Joyful stories and free online activities make it easy for children and their grown-ups to explore everyday math together. Each book includes notes for families that highlight the math ideas in the story and provide inspiration for related, at-home math explorations. Authors, illustrators, and characters represent an array of racial and ethnic populations, to reflect the diversity of our country’s storytellers and math learners.

Storytelling Math is led by Marlene Kliman at TERC, a nonprofit dedicated to STEM education, in partnership with Alyssa Pusey at Charlesbridge, a leading publisher of children’s books.

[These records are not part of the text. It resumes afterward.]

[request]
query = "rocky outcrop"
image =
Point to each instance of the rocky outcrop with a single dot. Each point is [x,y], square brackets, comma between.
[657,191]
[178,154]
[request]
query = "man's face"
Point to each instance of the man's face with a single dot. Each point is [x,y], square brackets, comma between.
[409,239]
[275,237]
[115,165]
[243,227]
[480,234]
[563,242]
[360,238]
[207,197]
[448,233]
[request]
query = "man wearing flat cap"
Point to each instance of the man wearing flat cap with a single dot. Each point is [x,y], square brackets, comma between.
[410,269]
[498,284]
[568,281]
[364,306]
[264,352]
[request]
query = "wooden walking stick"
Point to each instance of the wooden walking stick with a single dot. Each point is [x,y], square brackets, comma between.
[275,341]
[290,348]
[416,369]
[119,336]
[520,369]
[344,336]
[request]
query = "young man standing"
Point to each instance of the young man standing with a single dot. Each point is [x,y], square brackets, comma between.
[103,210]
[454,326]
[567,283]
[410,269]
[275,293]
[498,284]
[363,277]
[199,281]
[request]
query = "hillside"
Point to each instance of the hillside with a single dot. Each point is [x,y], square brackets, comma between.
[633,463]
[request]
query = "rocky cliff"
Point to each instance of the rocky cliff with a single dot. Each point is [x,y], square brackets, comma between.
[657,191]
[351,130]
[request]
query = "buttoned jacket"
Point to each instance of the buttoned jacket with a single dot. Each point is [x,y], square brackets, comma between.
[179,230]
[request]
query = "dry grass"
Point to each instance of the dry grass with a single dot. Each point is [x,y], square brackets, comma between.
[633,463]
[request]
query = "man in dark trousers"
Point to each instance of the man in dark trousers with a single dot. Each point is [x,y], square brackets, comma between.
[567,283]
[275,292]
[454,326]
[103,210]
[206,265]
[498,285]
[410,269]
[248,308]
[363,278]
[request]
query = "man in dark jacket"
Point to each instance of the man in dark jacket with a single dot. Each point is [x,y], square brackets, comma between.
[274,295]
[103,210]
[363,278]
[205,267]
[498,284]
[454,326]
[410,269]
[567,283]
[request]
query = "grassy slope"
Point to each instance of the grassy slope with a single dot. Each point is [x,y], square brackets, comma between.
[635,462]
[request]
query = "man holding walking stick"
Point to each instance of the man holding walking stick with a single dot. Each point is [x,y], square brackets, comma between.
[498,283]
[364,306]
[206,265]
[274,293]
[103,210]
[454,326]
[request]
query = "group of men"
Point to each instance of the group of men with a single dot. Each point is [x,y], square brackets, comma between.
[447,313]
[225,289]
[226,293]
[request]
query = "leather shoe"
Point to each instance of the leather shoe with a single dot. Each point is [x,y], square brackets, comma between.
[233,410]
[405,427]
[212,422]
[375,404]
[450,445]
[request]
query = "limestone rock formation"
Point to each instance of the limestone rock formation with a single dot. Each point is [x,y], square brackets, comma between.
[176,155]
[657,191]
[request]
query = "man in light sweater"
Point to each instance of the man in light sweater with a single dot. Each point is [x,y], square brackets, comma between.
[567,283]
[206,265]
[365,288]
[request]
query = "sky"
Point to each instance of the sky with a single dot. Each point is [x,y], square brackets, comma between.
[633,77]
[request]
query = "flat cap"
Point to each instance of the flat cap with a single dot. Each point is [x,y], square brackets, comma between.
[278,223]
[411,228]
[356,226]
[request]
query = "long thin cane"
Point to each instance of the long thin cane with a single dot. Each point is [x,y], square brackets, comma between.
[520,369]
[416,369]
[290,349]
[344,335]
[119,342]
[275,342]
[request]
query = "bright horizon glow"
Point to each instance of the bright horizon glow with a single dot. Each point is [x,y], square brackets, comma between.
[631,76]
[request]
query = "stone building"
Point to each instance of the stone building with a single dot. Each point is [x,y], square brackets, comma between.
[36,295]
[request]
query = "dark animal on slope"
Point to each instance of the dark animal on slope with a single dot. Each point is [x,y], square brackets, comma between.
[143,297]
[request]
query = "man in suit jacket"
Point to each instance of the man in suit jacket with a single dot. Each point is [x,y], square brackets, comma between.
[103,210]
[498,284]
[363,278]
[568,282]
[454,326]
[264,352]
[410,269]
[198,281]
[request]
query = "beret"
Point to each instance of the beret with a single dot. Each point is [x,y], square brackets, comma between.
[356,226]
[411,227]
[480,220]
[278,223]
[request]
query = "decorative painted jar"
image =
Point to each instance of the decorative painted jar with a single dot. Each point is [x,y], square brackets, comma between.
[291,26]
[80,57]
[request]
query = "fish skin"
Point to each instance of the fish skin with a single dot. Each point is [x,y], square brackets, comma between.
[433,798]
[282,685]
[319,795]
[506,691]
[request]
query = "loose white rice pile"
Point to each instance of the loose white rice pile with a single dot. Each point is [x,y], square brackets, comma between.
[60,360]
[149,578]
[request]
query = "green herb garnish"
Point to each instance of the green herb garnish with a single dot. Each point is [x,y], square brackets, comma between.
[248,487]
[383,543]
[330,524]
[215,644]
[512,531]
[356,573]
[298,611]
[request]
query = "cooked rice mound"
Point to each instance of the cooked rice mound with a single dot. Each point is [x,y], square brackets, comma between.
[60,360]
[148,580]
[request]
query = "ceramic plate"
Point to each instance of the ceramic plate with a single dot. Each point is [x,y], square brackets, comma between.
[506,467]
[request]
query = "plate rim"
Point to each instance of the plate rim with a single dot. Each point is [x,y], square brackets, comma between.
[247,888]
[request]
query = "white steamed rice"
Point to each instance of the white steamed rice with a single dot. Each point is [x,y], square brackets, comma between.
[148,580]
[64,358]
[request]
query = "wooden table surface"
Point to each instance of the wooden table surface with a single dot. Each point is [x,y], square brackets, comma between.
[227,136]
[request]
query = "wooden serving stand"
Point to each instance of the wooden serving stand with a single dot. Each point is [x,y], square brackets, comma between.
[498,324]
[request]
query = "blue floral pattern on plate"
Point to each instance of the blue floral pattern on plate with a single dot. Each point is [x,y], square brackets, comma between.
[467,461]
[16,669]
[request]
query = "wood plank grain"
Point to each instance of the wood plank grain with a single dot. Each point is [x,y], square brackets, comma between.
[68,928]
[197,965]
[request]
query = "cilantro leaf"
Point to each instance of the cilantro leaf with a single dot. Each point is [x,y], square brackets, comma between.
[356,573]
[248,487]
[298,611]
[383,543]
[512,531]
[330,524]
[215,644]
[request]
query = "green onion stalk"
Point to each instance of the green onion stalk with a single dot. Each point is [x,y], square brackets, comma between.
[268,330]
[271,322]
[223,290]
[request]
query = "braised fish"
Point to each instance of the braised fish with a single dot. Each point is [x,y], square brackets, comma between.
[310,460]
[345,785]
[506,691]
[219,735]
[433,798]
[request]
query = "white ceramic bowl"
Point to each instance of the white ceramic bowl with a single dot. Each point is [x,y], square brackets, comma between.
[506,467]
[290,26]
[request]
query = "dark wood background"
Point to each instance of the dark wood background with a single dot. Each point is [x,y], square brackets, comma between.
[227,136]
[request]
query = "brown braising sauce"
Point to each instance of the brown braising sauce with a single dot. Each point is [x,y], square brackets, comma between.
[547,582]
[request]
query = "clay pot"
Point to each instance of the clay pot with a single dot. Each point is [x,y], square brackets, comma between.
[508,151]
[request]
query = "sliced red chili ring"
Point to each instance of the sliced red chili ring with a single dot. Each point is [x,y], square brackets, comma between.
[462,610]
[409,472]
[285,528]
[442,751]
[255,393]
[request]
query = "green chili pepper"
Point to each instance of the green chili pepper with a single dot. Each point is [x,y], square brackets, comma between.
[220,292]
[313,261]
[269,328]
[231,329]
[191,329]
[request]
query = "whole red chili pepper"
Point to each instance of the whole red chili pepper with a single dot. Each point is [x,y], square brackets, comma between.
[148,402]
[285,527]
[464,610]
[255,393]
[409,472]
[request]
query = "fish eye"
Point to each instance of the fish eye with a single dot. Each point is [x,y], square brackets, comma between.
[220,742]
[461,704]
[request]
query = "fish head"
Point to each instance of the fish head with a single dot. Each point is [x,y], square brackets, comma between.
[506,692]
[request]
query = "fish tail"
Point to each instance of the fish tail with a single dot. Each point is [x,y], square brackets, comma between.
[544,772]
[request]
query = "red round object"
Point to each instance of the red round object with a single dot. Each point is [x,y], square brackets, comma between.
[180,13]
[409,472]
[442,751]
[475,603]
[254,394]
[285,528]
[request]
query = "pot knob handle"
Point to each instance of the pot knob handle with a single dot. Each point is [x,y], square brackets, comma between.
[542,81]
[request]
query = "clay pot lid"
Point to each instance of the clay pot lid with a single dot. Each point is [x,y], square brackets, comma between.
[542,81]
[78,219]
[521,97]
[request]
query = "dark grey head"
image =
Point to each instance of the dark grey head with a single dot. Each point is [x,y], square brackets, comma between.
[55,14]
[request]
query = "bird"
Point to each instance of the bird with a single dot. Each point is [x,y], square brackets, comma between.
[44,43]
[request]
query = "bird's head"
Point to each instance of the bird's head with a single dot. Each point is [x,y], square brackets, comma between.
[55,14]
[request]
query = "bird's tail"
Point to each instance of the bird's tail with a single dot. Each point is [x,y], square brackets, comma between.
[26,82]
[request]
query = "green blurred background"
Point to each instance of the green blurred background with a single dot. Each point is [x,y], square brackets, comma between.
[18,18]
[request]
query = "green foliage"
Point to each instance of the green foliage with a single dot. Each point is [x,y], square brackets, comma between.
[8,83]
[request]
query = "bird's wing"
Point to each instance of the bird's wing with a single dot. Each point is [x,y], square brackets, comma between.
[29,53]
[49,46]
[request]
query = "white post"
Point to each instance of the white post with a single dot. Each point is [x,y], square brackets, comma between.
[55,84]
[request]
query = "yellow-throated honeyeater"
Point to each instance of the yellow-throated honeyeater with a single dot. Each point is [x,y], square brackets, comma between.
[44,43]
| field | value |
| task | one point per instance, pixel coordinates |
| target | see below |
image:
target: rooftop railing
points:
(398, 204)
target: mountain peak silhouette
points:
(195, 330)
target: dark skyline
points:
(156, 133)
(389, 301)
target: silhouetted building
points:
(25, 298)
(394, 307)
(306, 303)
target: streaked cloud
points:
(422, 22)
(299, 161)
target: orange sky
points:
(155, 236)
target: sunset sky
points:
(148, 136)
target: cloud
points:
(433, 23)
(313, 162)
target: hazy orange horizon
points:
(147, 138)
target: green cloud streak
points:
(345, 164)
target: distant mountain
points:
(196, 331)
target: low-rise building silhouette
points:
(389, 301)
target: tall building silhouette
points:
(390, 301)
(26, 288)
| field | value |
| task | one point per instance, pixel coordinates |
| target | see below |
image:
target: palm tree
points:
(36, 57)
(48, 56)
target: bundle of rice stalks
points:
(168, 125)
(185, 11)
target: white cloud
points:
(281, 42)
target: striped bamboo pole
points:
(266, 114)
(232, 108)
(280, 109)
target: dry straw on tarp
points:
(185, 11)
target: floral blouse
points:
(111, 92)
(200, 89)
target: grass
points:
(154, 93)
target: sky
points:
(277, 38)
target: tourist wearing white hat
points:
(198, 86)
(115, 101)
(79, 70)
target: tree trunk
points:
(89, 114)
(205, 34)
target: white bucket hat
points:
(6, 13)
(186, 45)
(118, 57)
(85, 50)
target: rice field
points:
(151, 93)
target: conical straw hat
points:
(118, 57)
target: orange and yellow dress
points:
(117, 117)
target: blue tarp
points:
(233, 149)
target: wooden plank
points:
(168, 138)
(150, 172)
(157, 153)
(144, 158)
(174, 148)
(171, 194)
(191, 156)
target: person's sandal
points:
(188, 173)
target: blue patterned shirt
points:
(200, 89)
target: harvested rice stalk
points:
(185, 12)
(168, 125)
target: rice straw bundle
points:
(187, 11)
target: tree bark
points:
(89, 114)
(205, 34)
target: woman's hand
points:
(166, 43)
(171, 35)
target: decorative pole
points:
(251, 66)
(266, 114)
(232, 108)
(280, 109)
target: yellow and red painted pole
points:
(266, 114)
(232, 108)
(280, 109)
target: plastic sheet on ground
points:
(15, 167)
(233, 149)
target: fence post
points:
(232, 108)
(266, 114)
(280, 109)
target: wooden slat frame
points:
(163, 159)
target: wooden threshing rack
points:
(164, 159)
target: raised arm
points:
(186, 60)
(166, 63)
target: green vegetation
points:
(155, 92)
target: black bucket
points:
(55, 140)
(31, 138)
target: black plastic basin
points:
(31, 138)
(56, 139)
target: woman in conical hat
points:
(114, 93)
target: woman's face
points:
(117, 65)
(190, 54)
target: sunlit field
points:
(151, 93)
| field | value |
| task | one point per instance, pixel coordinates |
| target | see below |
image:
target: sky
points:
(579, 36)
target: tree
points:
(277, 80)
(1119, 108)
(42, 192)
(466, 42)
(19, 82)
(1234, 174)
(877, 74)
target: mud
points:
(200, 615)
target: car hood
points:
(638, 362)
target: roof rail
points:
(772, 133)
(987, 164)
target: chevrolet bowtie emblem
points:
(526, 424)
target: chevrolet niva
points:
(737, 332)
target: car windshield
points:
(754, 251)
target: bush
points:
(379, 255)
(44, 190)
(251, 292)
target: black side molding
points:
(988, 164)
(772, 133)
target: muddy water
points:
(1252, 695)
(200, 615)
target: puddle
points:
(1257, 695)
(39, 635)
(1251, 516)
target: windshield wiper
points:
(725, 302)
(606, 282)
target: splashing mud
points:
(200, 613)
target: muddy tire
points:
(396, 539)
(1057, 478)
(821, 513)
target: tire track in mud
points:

In a recent blog post about Storytelling Math, Kliman wrote that, “we hope [the books] make an impact on several levels: sparking mathematical thinking, learning, and conversation among readers; giving the public a broader vision of math picture books; and perhaps even prompting other publishers to follow the Charlesbridge lead, offering picture books that are mathematically rich as well as beautiful, lyrical, broadly appealing, racially diverse, and written by authors of color.” Read her full post here.

On October 24, Charlesbridge will host a Storytelling Math Symposium on YouTube, bringing together authors, illustrators, educators, librarians, and education experts interested in learning more about the creation of this book series, the importance of representation in children’s literature, and connections between math and culture. Register here.

And, if you can’t wait until then to learn more about the creation of these stories, spend a few minutes with two Storytelling Math authors. In this video, Ana Crespo, author of “Lia and Luís: Who Has More?”, describes how her childhood in Brazil inspired the mathematical idea at the heart of the story. Also, in a recent interview with Horn Book, author Grace Lin detailed how a frustrating search for books for her infant daughter planted the seed that grew into four Storytelling Math board books.